“A bit of chance and a lot of luck,” he answered, which wasn’t an answer at all. He crossed arms before his bare chest and regarded her with open admiration. “You only grew more beautiful while I was away. I didn’t think it possible.”
Alyneri grunted skeptically. “Flattery comes cheap, Ean.”
“And abundant,” he agreed boldly, “for I can think of nothing I’d rather speak of right now than your beauty.”
When she didn’t answer him, he posed, “There’s a certain irony in this, don’t you think?”
“Really?” She paused with her back to him, hands white as they gripped his goblet of tea. “I don’t see how.”
“Yes, you do.”
She pressed lips together against the truth of it, grateful to let his gaze pierce her back instead of her heart.
“Admit it, Alyneri. You went to great pains to avoid seeing me—coming way out here to the country so as not to be anywhere near Calgaryn when I arrived home, and what happens but I show up as if to spite your best efforts.”
Alyneri closed her eyes and forced a swallow.
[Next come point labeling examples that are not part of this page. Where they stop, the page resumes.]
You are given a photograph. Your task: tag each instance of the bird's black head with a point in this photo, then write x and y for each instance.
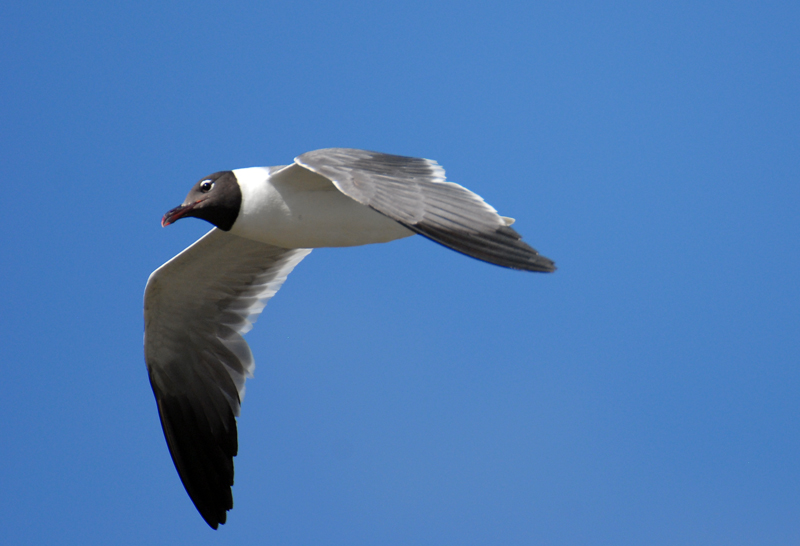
(215, 199)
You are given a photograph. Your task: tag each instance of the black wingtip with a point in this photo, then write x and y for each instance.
(503, 247)
(203, 459)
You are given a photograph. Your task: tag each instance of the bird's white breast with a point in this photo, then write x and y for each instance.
(296, 208)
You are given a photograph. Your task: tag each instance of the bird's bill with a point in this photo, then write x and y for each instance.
(177, 213)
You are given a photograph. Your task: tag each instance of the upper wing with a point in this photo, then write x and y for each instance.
(414, 192)
(197, 306)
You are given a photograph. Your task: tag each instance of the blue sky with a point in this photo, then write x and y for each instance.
(645, 393)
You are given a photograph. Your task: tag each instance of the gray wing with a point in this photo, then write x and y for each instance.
(197, 306)
(414, 192)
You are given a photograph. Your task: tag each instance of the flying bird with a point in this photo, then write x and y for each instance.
(199, 304)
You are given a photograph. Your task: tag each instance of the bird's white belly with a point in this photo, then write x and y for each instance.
(304, 210)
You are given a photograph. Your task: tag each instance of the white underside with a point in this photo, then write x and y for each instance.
(296, 208)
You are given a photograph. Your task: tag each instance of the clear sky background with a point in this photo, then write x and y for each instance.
(645, 393)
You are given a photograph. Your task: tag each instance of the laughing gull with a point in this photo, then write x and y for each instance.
(199, 304)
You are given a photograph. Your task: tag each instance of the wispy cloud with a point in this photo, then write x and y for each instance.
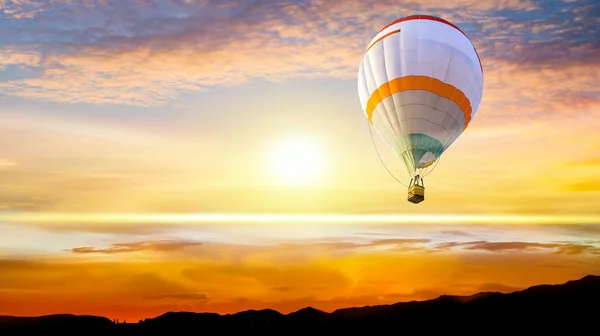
(157, 246)
(566, 248)
(148, 52)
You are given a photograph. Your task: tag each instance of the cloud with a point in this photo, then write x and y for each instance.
(155, 246)
(231, 276)
(513, 246)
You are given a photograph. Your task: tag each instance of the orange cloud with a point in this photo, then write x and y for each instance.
(196, 53)
(161, 275)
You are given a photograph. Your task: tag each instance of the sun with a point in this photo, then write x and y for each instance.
(297, 162)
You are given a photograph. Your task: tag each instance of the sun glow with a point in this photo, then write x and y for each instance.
(297, 162)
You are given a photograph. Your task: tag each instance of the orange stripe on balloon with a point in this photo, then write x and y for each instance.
(424, 83)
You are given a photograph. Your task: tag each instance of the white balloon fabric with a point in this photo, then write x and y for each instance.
(420, 83)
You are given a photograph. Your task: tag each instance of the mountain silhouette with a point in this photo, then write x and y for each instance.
(572, 307)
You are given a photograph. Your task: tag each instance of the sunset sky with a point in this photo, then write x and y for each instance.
(144, 145)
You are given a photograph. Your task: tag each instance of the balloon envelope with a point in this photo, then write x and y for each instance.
(420, 83)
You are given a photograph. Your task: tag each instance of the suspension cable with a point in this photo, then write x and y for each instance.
(379, 156)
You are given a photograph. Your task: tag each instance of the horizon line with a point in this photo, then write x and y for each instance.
(91, 217)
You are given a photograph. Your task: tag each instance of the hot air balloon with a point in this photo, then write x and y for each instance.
(420, 83)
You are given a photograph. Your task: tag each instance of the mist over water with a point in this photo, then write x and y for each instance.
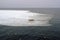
(34, 32)
(15, 17)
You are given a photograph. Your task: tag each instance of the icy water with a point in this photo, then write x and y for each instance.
(34, 32)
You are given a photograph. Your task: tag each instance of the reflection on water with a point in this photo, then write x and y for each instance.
(22, 17)
(31, 32)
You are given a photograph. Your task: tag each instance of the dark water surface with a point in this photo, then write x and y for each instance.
(30, 33)
(33, 32)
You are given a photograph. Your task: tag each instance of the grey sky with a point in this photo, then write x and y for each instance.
(29, 3)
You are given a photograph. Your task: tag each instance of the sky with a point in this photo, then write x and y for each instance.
(29, 3)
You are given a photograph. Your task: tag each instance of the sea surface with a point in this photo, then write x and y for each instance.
(33, 32)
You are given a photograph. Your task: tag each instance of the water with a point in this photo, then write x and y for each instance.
(33, 32)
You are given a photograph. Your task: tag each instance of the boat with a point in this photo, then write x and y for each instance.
(24, 18)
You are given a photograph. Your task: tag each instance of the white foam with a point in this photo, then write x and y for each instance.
(21, 18)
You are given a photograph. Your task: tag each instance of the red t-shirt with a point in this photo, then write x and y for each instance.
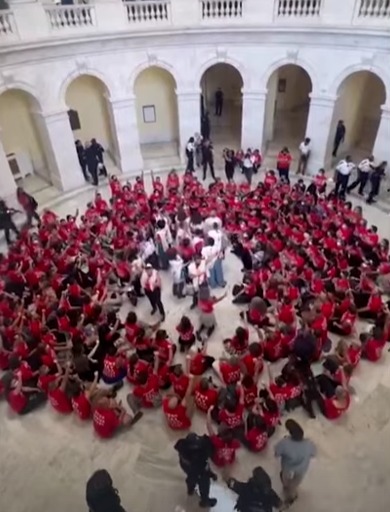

She was ill prepared for this meeting today of all days, what with two nights where she’d barely slept and Farshideh lying cold upstairs…
“Perhaps there’s a reason we’ve been thrown together this way,” he suggested.
“Well of course there is,” Alyneri answered, finding the strength to face him somehow. She turned with tea in hand. “You’re here because you were injured, and I am a Healer. These things just aren’t complicated, Ean.”
The prince settled her a level look. “Alyneri, you know perfectly well what I mean.”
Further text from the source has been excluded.